Open Book Publishers
Nik Sultana <ns441@cam.ac.uk>
"J.R.J. Gatti" <rupert.gatti@openbookpublishers.com>
Proposal: The technical textbook of the future
Original discussion:
We're still working out the details of the project, but this is an idea of what we have so far. Despite the original constraints on books (imprimaturs, etc), they have served as a force of liberation for people and the information which empowers them. Books have evolved over the last years as they migrated to e-reader platforms (Kindle, tablets, etc) but they are still somewhat attached to the old paradigm (in which a publisher fixes a book's appearance).
We are thinking of proposing to build a platform where books can be taken apart, annotated, (and having annotations on annotations), and hyperlinked (to other books, annotations, sentences within books, videos on youtube, etc).
Despite serving as a liberating force, it's somewhat ironic that books themselves are being bound behind DRMs and suchlike. We want our proposed project to fit the open-access paradigm quite well (e.g. if a book is distributed under a Creative Commons CC-BY license), to facilitate making mash-ups and extensions/modifications of books.
Wikis, CMSs, and blog systems are too coarse or unstructured to implement this, but could serve as a basic technology on which to build. The target user of this technology is anybody who uses books (students, lecturers, but even casual readers). Ideally the resulting code from this project would be distributed as open source.
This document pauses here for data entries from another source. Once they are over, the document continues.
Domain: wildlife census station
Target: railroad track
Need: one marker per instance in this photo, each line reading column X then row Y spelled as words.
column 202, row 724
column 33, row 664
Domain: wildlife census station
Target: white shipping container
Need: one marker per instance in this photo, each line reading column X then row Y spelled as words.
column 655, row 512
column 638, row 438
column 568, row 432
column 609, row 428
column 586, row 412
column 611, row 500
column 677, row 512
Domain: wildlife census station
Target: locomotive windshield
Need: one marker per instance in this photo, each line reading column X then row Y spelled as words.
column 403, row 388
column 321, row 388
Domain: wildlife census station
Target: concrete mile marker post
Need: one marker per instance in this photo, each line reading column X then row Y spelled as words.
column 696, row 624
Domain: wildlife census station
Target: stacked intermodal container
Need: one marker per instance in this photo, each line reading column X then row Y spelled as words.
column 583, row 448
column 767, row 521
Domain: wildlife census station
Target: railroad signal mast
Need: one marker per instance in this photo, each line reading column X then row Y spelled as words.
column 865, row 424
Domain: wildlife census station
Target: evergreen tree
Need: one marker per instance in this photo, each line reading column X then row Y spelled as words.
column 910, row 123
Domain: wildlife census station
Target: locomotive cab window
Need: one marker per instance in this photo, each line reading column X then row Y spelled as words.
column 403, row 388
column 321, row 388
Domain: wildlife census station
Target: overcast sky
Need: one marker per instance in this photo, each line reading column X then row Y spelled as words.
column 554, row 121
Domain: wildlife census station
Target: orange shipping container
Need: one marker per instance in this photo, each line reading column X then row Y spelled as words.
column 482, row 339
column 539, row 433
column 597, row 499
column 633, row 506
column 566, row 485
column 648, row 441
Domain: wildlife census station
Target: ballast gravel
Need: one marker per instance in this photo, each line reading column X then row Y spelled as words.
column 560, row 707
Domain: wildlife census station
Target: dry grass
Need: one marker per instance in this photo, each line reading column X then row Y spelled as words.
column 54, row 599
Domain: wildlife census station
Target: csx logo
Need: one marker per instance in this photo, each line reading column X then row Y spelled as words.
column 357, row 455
There are still some ideas to pin down, in order to ensure that the project is defined-enough to make it feasible. There is something for everybody in such a project (e.g., theoretically-inclined students can play with graph algorithms, systems-include people can tune the engines, and graphically-inclined people can sharpen the UX).
feedback
Perhaps it would be worth trying to start from the other end. Amazon's Kindle was an explicit attempt to create a more book-like experience as a counter to generic digital web platform. It doesn't seem like you're trying to be *more* book-like than the Kindle - so for people who like books, what will they gain from the trade-off of adding more complexity to the Kindle? Is the ability to add annotations a compelling proposition for Kindle customers? Who do you see being the market for that capability?